2. You can be anything you want to be. 
This one is a constant source of frustration for me. Yes, when you're young you can be anything you want to be and I wanted to be an Olympic gymnast. But then, once you hit puberty, you literally, physically cannot become an Olympic gymnast anymore. Like, you go to the Olympics when you're 12, you don't begin training then. So here I am, 24 and completely disillusioned by the parents who led me to believe I could pursue any dream at any time. I didn't realize there was a time limit to my dreams!! Now I'm obviously too old to be anything I want to be. Also! When I was a kid, I didn't understand that people were different races. I coveted my neighborhood friend's dark skin and wanted to be just like her. I now realize I will never be a black person. I mean, I guess I could try to tan my way to bronzed hotness, but I'd probably just wind up with a giant freckle blob and then peel. Gross. I guess I'm stuck being white for life. Thanks a lot, MOM.

3. You are beautiful. 
My parents always told me I was beautiful because I was a very cute child and it was a nice thing to say absentmindedly while tucking me in at night. Today, I realize I am not. There is a pretty obvious distinction between beauty and cuteness - a concept that current culture ensures is drilled into the minds of everyone with an X chromosome. Beauty is Frida Pinto. Beauty is Penelope Cruz. Beauty is Mila Kunis. Cute is freckles. Cute is round cheeks. Cute is me. I've come to terms with this now that I'm in my 20's and frequently mistaken for a 14-year-old, but it took some serious hits to my ego to knock me down a few pegs. I pretty much spent the better part of a decade thinking I was way hotter than I was. Awkward.

4. Santa is real. 
This is probably the most pervasive lie that parents in America tell their children. I grew up sort of non-Christian bordering on Jewish and celebrated Hanukkah from time to time so it's not like my parents had any obligation to go along with the elaborate lie of Christmas. I would have been perfectly happy receiving my gifts like any other normal child without the fantastical tale of a fat guy in a red suit lording over his elfin sweatshop. I don't even remember exactly when I discovered the truth about this holiday, but I don't recall being particularly upset. If anything, I just felt a little betrayed that mom and dad didn't think they could be real with me. Besides, I definitely didn't care about Santa as long as the tooth fairy was real. (I found $4 on my bedside table after I got my wisdom teeth taken out last year which I accept as substantial proof that she exists.)

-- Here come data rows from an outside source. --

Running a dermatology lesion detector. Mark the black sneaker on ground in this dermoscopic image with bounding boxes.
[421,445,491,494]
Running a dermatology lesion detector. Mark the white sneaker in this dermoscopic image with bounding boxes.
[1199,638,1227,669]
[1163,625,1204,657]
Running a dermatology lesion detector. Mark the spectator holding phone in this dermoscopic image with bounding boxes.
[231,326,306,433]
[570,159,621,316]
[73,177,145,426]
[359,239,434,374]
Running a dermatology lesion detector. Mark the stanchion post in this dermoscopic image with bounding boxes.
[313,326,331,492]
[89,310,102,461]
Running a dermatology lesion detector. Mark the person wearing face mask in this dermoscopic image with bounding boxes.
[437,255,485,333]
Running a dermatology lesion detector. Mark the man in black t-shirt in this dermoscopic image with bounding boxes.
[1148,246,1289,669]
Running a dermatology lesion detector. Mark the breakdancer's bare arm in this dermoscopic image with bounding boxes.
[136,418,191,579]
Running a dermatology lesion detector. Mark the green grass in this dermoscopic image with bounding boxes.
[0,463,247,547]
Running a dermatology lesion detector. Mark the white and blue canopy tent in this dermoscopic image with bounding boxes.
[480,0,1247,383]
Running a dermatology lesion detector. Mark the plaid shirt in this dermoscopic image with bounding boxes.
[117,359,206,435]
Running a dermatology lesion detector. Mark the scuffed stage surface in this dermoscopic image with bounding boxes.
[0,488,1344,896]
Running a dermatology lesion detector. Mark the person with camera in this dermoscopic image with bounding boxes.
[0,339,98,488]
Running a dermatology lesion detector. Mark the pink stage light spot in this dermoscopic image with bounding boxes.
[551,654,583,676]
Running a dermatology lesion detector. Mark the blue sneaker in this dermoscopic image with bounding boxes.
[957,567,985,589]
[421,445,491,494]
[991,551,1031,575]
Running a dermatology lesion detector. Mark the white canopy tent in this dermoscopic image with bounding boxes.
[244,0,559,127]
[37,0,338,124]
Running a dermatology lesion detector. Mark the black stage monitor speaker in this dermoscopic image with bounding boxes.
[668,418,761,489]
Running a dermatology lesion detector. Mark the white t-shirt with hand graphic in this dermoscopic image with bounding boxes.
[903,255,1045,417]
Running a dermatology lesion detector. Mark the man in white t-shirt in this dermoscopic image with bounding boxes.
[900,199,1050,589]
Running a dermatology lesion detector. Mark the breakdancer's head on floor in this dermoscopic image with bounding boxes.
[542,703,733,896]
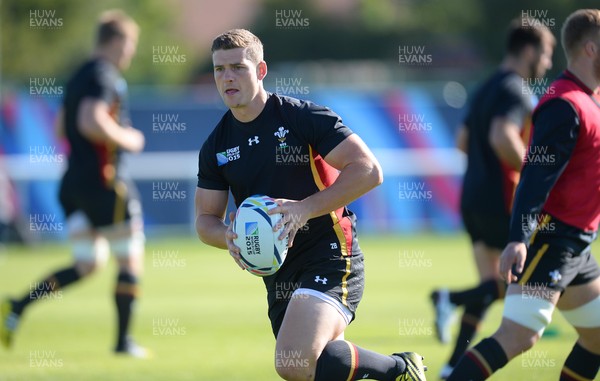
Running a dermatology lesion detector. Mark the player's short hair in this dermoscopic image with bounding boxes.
[210,29,264,64]
[506,17,556,56]
[561,9,600,58]
[96,9,139,46]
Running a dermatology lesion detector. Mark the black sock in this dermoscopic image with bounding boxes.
[115,271,138,350]
[446,337,508,381]
[13,267,80,315]
[448,303,489,367]
[449,279,506,306]
[560,343,600,381]
[315,340,406,381]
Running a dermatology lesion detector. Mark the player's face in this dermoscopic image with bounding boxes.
[592,42,600,82]
[531,40,554,78]
[213,48,264,109]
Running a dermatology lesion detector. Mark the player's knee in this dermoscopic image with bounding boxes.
[73,238,109,277]
[75,260,102,277]
[275,358,314,381]
[275,347,316,381]
[109,231,146,260]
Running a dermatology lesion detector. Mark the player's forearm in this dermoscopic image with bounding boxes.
[494,134,525,171]
[196,214,227,249]
[304,161,383,218]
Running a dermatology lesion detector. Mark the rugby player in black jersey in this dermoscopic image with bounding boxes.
[432,18,555,379]
[448,9,600,381]
[0,10,147,357]
[195,29,425,381]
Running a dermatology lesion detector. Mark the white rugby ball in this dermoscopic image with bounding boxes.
[233,195,289,276]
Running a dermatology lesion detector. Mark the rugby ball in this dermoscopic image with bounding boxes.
[233,195,289,276]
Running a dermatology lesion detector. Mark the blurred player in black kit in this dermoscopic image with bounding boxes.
[195,29,425,381]
[0,10,147,357]
[432,14,555,379]
[448,9,600,381]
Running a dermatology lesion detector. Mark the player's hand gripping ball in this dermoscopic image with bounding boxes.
[233,195,289,276]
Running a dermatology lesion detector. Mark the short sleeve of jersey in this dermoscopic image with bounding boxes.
[198,135,229,190]
[297,102,353,157]
[82,63,118,104]
[491,75,533,128]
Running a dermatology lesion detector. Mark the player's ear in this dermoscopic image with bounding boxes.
[583,41,598,58]
[256,61,267,81]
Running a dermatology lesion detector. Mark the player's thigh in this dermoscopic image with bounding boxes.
[66,210,108,276]
[557,277,600,310]
[88,182,145,274]
[493,283,560,359]
[275,295,347,374]
[473,241,502,281]
[558,277,600,354]
[462,210,510,281]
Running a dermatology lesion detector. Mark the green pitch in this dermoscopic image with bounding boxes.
[0,235,600,381]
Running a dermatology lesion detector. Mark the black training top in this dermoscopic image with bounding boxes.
[198,93,354,255]
[63,59,129,186]
[461,70,533,215]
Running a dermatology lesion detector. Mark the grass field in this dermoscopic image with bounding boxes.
[0,235,600,381]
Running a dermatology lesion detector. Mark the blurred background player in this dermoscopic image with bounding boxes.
[432,18,555,379]
[195,29,425,381]
[0,10,146,357]
[448,9,600,381]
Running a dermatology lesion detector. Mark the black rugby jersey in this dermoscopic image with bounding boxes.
[461,70,533,215]
[198,93,355,255]
[63,59,129,187]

5. He's only mean to you because he likes you. 
Yeah....he was mean to me because he actually hated me. Like, we were not friends. Oh and this carries over to grown-up life too. When guys are assholes, it's not because they have a crush on you. It's because they don’t want to sleep with you. Message received.

Thursday, July 12, 2012

Wherefore Art Thou Romeo?

I forget what it feels like to be in love and I want so badly to be reminded.

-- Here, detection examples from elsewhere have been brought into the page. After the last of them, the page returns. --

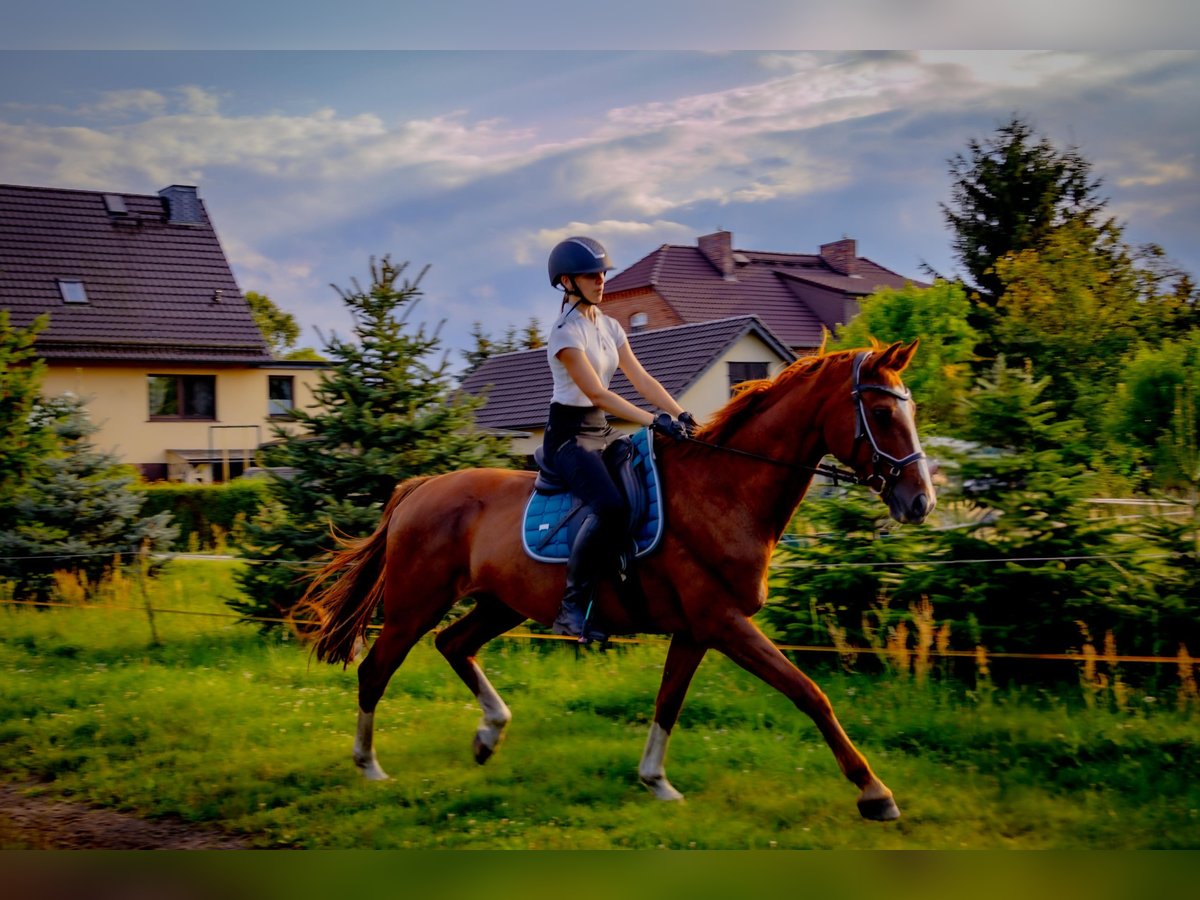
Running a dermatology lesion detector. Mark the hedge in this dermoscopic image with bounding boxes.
[136,479,270,553]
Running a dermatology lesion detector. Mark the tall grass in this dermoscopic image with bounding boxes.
[0,560,1200,850]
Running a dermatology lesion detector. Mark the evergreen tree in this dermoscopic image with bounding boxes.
[833,281,979,433]
[1104,329,1200,490]
[941,116,1105,331]
[229,257,514,628]
[246,290,320,360]
[0,396,176,601]
[763,487,929,662]
[912,360,1133,653]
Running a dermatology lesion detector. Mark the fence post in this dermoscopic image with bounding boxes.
[138,540,162,647]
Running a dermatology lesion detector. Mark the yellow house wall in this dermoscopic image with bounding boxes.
[501,335,788,456]
[42,364,320,480]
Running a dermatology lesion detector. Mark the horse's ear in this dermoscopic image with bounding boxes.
[866,338,920,373]
[888,337,920,372]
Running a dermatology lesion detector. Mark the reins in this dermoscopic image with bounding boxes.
[685,437,870,487]
[686,352,925,498]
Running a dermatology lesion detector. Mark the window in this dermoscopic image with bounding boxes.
[728,362,767,395]
[150,376,217,420]
[59,278,88,304]
[266,376,296,419]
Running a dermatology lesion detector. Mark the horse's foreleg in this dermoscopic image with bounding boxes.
[434,598,524,764]
[714,617,900,821]
[637,634,704,800]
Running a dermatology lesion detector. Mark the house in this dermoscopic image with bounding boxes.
[462,316,796,455]
[604,232,925,355]
[0,178,323,481]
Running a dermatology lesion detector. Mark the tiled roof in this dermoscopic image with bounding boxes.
[462,316,793,428]
[605,244,920,347]
[0,185,270,362]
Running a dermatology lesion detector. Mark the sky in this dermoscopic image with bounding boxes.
[0,8,1200,365]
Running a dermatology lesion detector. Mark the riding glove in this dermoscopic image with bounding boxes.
[650,413,688,440]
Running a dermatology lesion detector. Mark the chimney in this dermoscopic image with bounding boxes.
[158,185,204,224]
[697,232,738,281]
[821,238,858,275]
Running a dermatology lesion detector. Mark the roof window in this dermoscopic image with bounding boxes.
[59,278,88,304]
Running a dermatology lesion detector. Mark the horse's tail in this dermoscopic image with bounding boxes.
[292,475,433,667]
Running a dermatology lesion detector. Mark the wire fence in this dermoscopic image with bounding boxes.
[0,600,1200,666]
[0,498,1195,666]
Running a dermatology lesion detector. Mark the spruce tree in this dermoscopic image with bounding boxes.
[0,395,176,601]
[0,310,52,534]
[941,116,1105,343]
[229,257,514,630]
[912,360,1133,653]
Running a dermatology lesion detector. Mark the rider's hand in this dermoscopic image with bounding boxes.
[650,413,688,440]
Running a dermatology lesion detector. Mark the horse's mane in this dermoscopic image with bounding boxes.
[696,338,883,444]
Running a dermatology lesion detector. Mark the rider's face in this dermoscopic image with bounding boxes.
[561,272,605,304]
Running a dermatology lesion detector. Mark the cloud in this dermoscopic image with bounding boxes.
[512,218,694,268]
[1115,156,1195,187]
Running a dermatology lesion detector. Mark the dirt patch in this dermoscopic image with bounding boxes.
[0,785,250,850]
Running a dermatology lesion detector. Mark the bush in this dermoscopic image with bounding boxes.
[137,479,270,552]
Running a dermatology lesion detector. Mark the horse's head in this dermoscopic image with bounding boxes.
[824,341,937,523]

I have a vague recollection of yearning; so much want and need and a heightened awareness of my being. Like a homunculus come to life – all lips and hands and overly sensitive private parts.

And I want that again.

I want more than a casual crush on a coworker who smells like herbal outdoors and cracks Dilbert jokes by the water cooler.

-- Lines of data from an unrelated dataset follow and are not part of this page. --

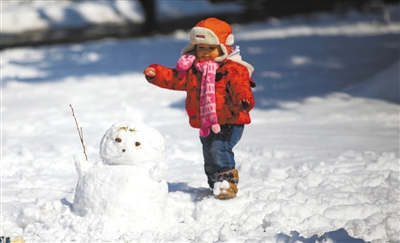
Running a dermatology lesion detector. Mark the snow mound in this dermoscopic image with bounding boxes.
[73,121,168,232]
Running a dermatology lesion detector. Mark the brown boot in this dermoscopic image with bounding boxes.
[214,169,239,199]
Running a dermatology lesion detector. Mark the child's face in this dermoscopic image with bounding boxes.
[196,44,222,61]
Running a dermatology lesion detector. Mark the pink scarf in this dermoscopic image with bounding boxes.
[176,55,221,137]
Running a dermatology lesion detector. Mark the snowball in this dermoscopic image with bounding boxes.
[73,121,168,232]
[100,121,164,168]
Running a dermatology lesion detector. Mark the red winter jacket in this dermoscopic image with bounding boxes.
[146,59,255,128]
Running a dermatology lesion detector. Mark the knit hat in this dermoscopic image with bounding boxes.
[181,18,234,62]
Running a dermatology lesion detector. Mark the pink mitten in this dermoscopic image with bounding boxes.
[175,54,196,79]
[211,124,221,133]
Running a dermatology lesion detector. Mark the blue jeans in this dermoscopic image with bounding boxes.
[200,124,244,188]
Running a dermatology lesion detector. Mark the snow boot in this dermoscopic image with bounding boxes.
[214,169,239,200]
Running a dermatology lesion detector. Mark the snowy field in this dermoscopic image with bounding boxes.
[0,1,400,242]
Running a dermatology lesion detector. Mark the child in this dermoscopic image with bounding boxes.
[143,18,255,199]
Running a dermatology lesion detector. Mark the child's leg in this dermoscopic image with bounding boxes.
[200,125,244,188]
[210,124,244,173]
[200,135,217,188]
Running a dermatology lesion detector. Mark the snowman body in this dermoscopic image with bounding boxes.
[73,121,168,232]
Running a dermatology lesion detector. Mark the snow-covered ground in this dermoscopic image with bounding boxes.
[0,1,400,242]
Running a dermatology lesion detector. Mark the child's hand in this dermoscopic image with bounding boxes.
[143,67,156,77]
[240,99,250,112]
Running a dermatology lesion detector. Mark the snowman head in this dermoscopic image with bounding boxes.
[100,121,164,167]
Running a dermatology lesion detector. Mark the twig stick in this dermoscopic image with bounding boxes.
[69,104,88,161]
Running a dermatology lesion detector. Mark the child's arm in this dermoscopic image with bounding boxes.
[143,64,186,90]
[228,66,255,112]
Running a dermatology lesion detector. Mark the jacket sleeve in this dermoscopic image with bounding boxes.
[146,64,186,90]
[228,64,255,111]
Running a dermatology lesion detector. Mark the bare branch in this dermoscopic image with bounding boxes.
[69,104,88,161]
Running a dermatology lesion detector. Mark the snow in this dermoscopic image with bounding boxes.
[0,1,400,242]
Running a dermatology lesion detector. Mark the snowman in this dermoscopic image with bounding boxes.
[73,121,168,232]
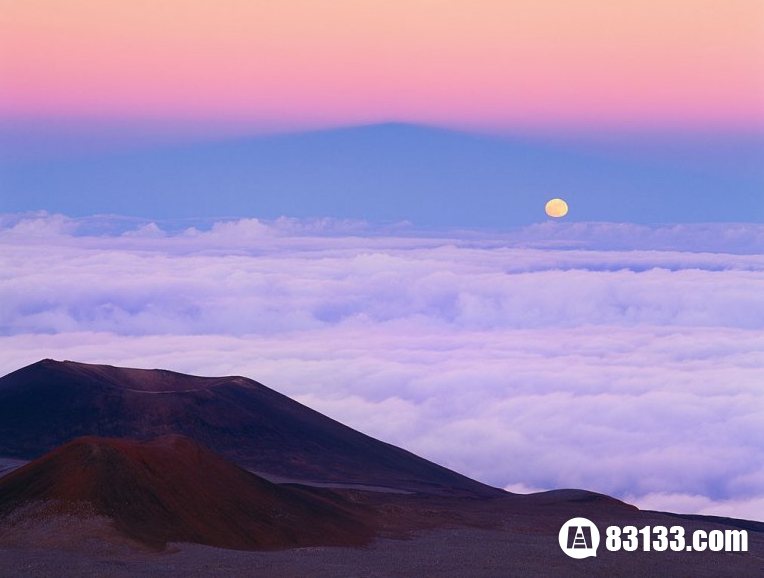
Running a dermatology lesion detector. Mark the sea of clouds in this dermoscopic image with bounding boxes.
[0,213,764,520]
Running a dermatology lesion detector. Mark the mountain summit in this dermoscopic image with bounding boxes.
[0,359,503,496]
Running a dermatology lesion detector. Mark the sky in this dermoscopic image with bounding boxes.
[0,0,764,520]
[0,0,764,131]
[0,214,764,520]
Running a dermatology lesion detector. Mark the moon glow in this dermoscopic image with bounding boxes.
[544,199,568,219]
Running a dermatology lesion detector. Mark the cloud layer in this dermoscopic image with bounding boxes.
[0,215,764,519]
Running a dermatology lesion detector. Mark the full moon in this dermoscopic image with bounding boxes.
[544,199,568,219]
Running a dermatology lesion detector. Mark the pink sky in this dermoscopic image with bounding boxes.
[0,0,764,129]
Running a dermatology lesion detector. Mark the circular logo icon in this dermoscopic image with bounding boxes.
[559,518,600,560]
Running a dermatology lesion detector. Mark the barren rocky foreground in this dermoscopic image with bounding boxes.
[0,492,764,578]
[0,360,764,578]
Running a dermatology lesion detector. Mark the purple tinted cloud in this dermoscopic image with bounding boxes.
[0,214,764,519]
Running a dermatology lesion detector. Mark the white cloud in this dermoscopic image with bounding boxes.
[0,216,764,519]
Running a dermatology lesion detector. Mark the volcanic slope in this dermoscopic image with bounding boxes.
[0,435,372,550]
[0,359,503,496]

I want more than a lustful fling who’s all touch and no talk and leaves me breathless but confused.

I want more than a convenient companion – someone you fool yourself into believing you’re in love with just because it would be so easy.

No, I want that can’t-talk, can’t-breathe, forget-how-to-act-like-a-normal-human-being kind of all encompassing love. Thanks Disney for making me believe that exists. Can I just go to sleep for a decade or two until some hot guy who owns the kingdom wakes me up with a kiss?

When my parents interact, I see something rare. I see love wrapped up in friendship with a dash of passion. They found each other young and grew together and somehow, against all odds, made it last. If they could do it over again, I know they’d tread the same path, retracing their steps. Because they are part of the lucky few who found earth-shattering love and guard it, cherish it, and appreciate it every day.

I’m exhausted by my own ambivalence.